The Goalie’s Anxiety at the Penalty Kick, by Wim Wenders (Germany, 1971) is a rather spartan film about the last man on the field. While Wenders has described the movie as his debut, it also marked his breakthrough. The story itself is quite sad: After having been thrown out as a result of a foul, a goalkeeper wanders around Vienna, where he ends up committing a murder. Adapted from the novel with the same title by Peter Handke, who also co-wrote the script, the film strikes viewers with its calmness and laconism — qualities that good goalkeepers should adopt.

Soccer fans and hooligans

There are two particularly tough films about soccer fans that shouldn’t be missed.

Ultra, by Ricky Tognazzi (Italy, 1990), is a drama dealing with hooliganism. The Italian director focused on the ultras of the Rome-based club AS Roma, which give the Juventus Turino fans a severe beating. At the 1991 Berlin International Film Festival, the film was awarded a Silver Bear.

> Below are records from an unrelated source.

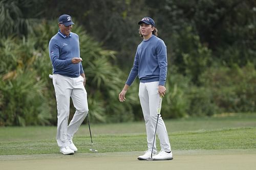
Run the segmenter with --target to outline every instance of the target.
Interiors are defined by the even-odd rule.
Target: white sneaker
[[[73,143],[73,141],[72,139],[69,140],[69,148],[74,151],[75,152],[77,152],[77,148],[76,148],[76,146]]]
[[[62,154],[64,155],[73,155],[74,154],[74,151],[71,149],[69,147],[66,147],[62,148],[60,148],[59,150]]]
[[[158,154],[153,156],[154,160],[172,160],[173,159],[173,153],[172,151],[170,153],[167,153],[164,150],[161,150]]]
[[[154,152],[152,153],[152,156],[156,155],[156,154]],[[145,154],[143,155],[139,156],[138,157],[138,159],[139,160],[147,160],[148,159],[151,158],[151,151],[145,151]]]

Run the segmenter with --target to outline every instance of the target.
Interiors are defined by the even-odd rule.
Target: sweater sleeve
[[[59,59],[60,47],[56,40],[52,39],[49,42],[49,51],[54,69],[61,69],[72,63],[72,59]]]
[[[138,76],[138,72],[139,70],[139,57],[138,56],[138,53],[136,52],[135,55],[135,58],[134,59],[134,62],[133,63],[133,68],[130,73],[129,76],[127,79],[127,81],[125,83],[126,84],[129,86],[132,85],[133,81]]]
[[[157,46],[157,61],[160,69],[159,85],[164,86],[167,76],[167,50],[163,40],[159,40]]]

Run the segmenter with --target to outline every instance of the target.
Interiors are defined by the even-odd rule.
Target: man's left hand
[[[163,97],[164,95],[165,95],[165,92],[166,91],[166,89],[165,87],[161,85],[158,86],[158,93],[159,93],[159,95],[160,96]]]

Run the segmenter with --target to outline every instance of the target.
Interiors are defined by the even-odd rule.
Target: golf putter
[[[153,140],[153,145],[152,145],[152,150],[151,151],[151,158],[147,159],[146,160],[148,161],[152,161],[154,160],[153,158],[153,149],[154,149],[154,144],[155,144],[155,140],[156,139],[156,135],[157,133],[157,124],[158,123],[158,118],[159,118],[159,115],[161,112],[161,106],[162,105],[162,100],[163,98],[161,96],[160,99],[159,99],[159,104],[158,105],[158,108],[157,108],[157,124],[156,125],[156,130],[155,131],[155,135],[154,136],[154,140]]]
[[[90,127],[89,116],[88,114],[87,114],[87,120],[88,120],[88,126],[89,127],[90,136],[91,136],[91,141],[92,141],[92,146],[89,151],[93,152],[97,152],[98,150],[96,150],[92,148],[92,147],[93,145],[93,138],[92,137],[92,133],[91,132],[91,127]]]

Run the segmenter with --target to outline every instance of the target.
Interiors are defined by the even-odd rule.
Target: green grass
[[[255,120],[255,114],[241,114],[165,123],[174,150],[250,149],[256,149]],[[146,150],[143,122],[92,124],[93,148],[100,152]],[[58,153],[55,135],[55,127],[1,127],[0,155]],[[80,127],[73,141],[79,153],[90,152],[87,125]]]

Two years later, Adolf Winkelmann received the German Film Prize for Best Director for his soccer film Nordkurve (Germany, 1993), which takes a critical look at the football scene in Germany’s industrial Ruhr region, including fans and managers, players and their wives.

Light and exhilarating entertainment

In Fimpen, by Bo Widerberg (Sweden, 1973), a little boy stirs up the Swedish national team, and enjoys more success than Zlatan Ibrahimovic has had in France.

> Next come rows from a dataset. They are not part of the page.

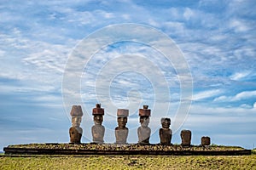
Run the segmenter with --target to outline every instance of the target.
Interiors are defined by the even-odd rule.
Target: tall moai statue
[[[125,126],[127,123],[128,116],[129,116],[129,110],[118,109],[117,122],[119,126],[115,128],[114,130],[116,144],[127,144],[126,139],[127,139],[129,129]]]
[[[96,105],[96,108],[92,110],[92,115],[95,123],[95,125],[91,127],[93,143],[103,144],[105,128],[102,123],[103,122],[104,109],[101,108],[101,104]]]
[[[162,128],[159,130],[161,144],[170,144],[172,136],[172,131],[170,129],[171,119],[161,118]]]
[[[143,105],[143,109],[139,109],[141,126],[137,128],[138,144],[149,144],[151,129],[148,128],[149,116],[151,110],[148,105]]]
[[[191,144],[191,131],[190,130],[182,130],[180,133],[180,137],[182,139],[183,146],[190,146]]]
[[[70,111],[72,116],[72,127],[69,128],[70,143],[80,144],[83,129],[80,128],[83,111],[81,105],[73,105]]]

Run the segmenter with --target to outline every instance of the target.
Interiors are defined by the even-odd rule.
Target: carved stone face
[[[118,117],[118,123],[119,128],[125,128],[127,123],[127,117]]]
[[[103,122],[103,116],[102,115],[96,115],[93,117],[94,122],[96,125],[102,125]]]
[[[72,117],[72,126],[79,127],[82,121],[82,117],[80,116],[73,116]]]
[[[149,124],[149,116],[140,116],[140,123],[143,128],[147,128]]]
[[[171,125],[171,120],[169,118],[163,118],[161,119],[161,123],[163,128],[169,128]]]

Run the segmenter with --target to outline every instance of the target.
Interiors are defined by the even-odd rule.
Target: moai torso
[[[96,104],[92,110],[95,125],[91,127],[92,140],[96,144],[104,143],[105,128],[102,125],[103,122],[104,109],[101,108],[101,104]]]
[[[92,140],[97,144],[104,143],[105,128],[102,125],[94,125],[91,128]]]
[[[83,129],[79,127],[83,116],[82,107],[73,105],[70,115],[72,116],[72,127],[69,128],[70,143],[80,144],[83,134]]]
[[[116,144],[126,144],[126,139],[128,136],[128,128],[125,127],[127,123],[127,117],[129,116],[129,110],[125,109],[118,109],[117,111],[117,122],[119,126],[115,128],[115,143]]]
[[[143,109],[139,109],[141,126],[137,128],[138,144],[148,144],[151,129],[148,128],[151,110],[148,105],[143,105]]]
[[[161,118],[162,128],[159,130],[160,144],[170,144],[172,140],[172,131],[170,129],[171,119]]]
[[[83,129],[80,127],[71,127],[69,128],[70,143],[80,144]]]
[[[119,128],[116,128],[114,130],[115,139],[116,139],[116,144],[126,144],[126,139],[128,136],[128,128],[125,128],[124,129],[119,129]]]
[[[180,133],[182,139],[182,145],[189,146],[191,144],[191,131],[182,130]]]
[[[172,131],[170,128],[160,128],[159,130],[160,143],[162,144],[171,144]]]

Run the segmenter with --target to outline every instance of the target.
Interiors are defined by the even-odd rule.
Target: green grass
[[[251,156],[0,156],[0,169],[256,169]]]

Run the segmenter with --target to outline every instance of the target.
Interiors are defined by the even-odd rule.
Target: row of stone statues
[[[143,109],[139,109],[139,116],[141,126],[137,128],[138,144],[148,144],[151,134],[151,129],[148,128],[149,116],[151,110],[148,105],[143,105]],[[83,133],[83,129],[79,127],[83,116],[83,111],[80,105],[73,105],[72,107],[70,115],[72,116],[72,127],[69,129],[70,143],[79,144]],[[91,128],[92,140],[94,144],[104,143],[105,128],[102,125],[103,122],[104,109],[101,107],[100,104],[96,105],[96,108],[92,110],[93,120],[95,125]],[[127,136],[129,129],[125,127],[127,123],[127,117],[129,116],[129,110],[118,109],[117,122],[118,127],[115,128],[115,144],[127,144]],[[171,119],[161,118],[162,128],[159,130],[160,144],[170,144],[172,136],[172,131],[170,129]],[[184,146],[190,145],[191,143],[191,131],[181,131],[182,144]],[[209,145],[210,138],[202,137],[201,144]]]

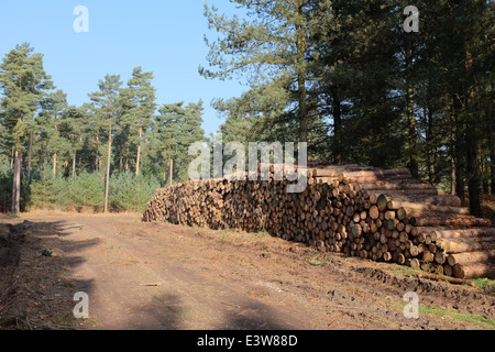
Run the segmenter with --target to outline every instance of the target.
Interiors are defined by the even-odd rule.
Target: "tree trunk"
[[[28,185],[31,184],[32,172],[32,155],[33,155],[33,130],[30,131],[30,148],[28,151]]]
[[[431,108],[427,108],[427,133],[426,133],[426,141],[427,141],[427,148],[428,148],[428,180],[431,185],[435,184],[435,164],[436,164],[436,157],[435,157],[435,148],[433,148],[433,111]]]
[[[77,156],[77,152],[74,152],[74,155],[73,155],[73,178],[76,177],[76,156]]]
[[[409,154],[408,167],[414,177],[418,177],[418,146],[417,146],[417,133],[416,133],[416,117],[415,117],[415,88],[413,82],[413,53],[410,48],[410,44],[406,44],[406,84],[407,84],[407,125],[408,125],[408,135],[407,135],[407,147]]]
[[[19,151],[14,152],[14,174],[12,183],[12,215],[21,211],[21,169],[22,169],[22,154]]]
[[[169,183],[170,186],[174,184],[174,158],[170,156],[170,170],[169,170]]]
[[[302,4],[298,8],[299,14],[302,15]],[[296,25],[296,48],[297,48],[297,85],[298,85],[298,122],[299,122],[299,142],[308,142],[308,110],[307,110],[307,90],[306,90],[306,33],[305,29],[300,25]]]
[[[112,113],[110,112],[110,125],[108,128],[108,157],[107,157],[107,182],[105,186],[105,212],[108,212],[108,190],[110,185],[110,165],[112,156]]]
[[[140,123],[143,123],[142,121]],[[140,175],[140,162],[141,162],[141,138],[143,136],[143,128],[140,125],[140,142],[138,143],[138,157],[135,161],[135,176]]]
[[[342,165],[342,107],[337,91],[332,94],[333,98],[333,157],[336,165]]]
[[[55,146],[53,153],[53,176],[57,175],[57,147]]]
[[[469,194],[471,215],[481,217],[481,195],[480,195],[480,165],[477,141],[472,132],[468,132],[466,139],[466,161],[469,176]]]

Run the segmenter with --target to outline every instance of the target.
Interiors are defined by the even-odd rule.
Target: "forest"
[[[223,143],[307,142],[309,161],[411,174],[481,215],[495,194],[493,1],[231,0],[205,3],[206,79],[239,79],[211,103]],[[413,21],[413,20],[410,20]],[[143,53],[145,55],[145,53]],[[198,57],[198,64],[204,62]],[[67,103],[29,43],[0,64],[0,211],[143,211],[187,179],[204,101],[158,102],[154,74],[107,75]]]

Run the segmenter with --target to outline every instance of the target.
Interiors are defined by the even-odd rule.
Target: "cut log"
[[[437,245],[446,253],[455,254],[464,252],[492,251],[495,249],[495,241],[487,239],[486,241],[465,241],[459,239],[437,241]]]
[[[495,265],[493,263],[463,263],[455,264],[453,275],[457,278],[495,278]]]
[[[404,208],[409,216],[420,216],[428,213],[455,213],[469,216],[470,209],[466,207],[433,206],[424,202],[398,201],[391,199],[387,204],[388,209]]]
[[[410,223],[416,227],[491,227],[490,219],[466,216],[413,217]]]
[[[454,266],[455,264],[462,263],[477,263],[477,262],[490,262],[495,258],[495,251],[479,251],[479,252],[464,252],[464,253],[452,253],[447,257],[449,265]]]
[[[453,278],[453,277],[448,277],[446,275],[436,275],[436,274],[428,274],[428,273],[416,273],[417,277],[425,277],[425,278],[429,278],[429,279],[433,279],[436,282],[449,282],[451,284],[458,284],[458,285],[470,285],[473,287],[476,287],[476,284],[474,284],[471,280],[468,279],[462,279],[462,278]]]
[[[419,231],[435,233],[438,239],[481,239],[495,235],[495,228],[446,229],[418,228]]]

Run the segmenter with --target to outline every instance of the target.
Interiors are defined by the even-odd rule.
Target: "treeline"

And in Gregory’s Girl, by Scotsman Bill Forsyth (Britain, 1981), a teenager is moderately successful at soccer, but also dreams of other things — namely, girls. Soccer and love do not always match up.

The world’s top soccer stars in film

Escape to Victory — or just Victory — by John Huston (USA, 1981, top picture) is set in occupied France during World War II. In a Nazi-run prisoners’ camp, a match is organized between German soldiers, and British and American prisoners of war. While Victory is not exactly a highlight in the brilliant career of American star director John Huston, which other soccer film can pride itself in having soccer legend Pelé among its stars?

In Maradona (France, 2008), eccentric Serbian director Emir Kusturica features Argentinean soccer idol Diego Maradona, a player who could likely single-handedly take on a whole opposing team.

International relations and gender issues through football

Far beyond both Pelé and Maradona, The Other Final, by Johan Kramer (Netherlands/Japan, 2003), is a rather quiet film focusing on two of the lowest ranking national teams in the world: Bhutan and Montserrat. They played against each other on June 30, 2002, the same day Germany played against Brazil during the World cup in Brazil. Bhutan won 4:0. But what certainly counted much more was that the game helped improve relations between the two countries.

Offside, by Jafar Panahi (Iran, 2006), has been banned in Iran. In the film, director Jafar Panahi shows women and girls trying to get into a stadium in order to watch a World Cup football match — which is strictly forbidden due to their sex. Panahi’s film is both lovely and razor-sharp.

Another work featuring Bhutan: The Cup, by Khyentse Norbu, is a Bhutanese-Australian co-production from 1999. Norbu is not only a director, but also a monk, and shows in his film that football and spirituality are compatible with each other. His main protagonist wears a Ronaldo jersey underneath his frock.

In Hothead, by Jean-Jacques Annaud (France, 1979), French actor Patrick Dewaere plays the luckless footballer Francois Perrin. He gets involved in the criminal ploys of a provincial club. But there is a happy end with Perrin shooting two goals, liberating himself from the bonds of the managers.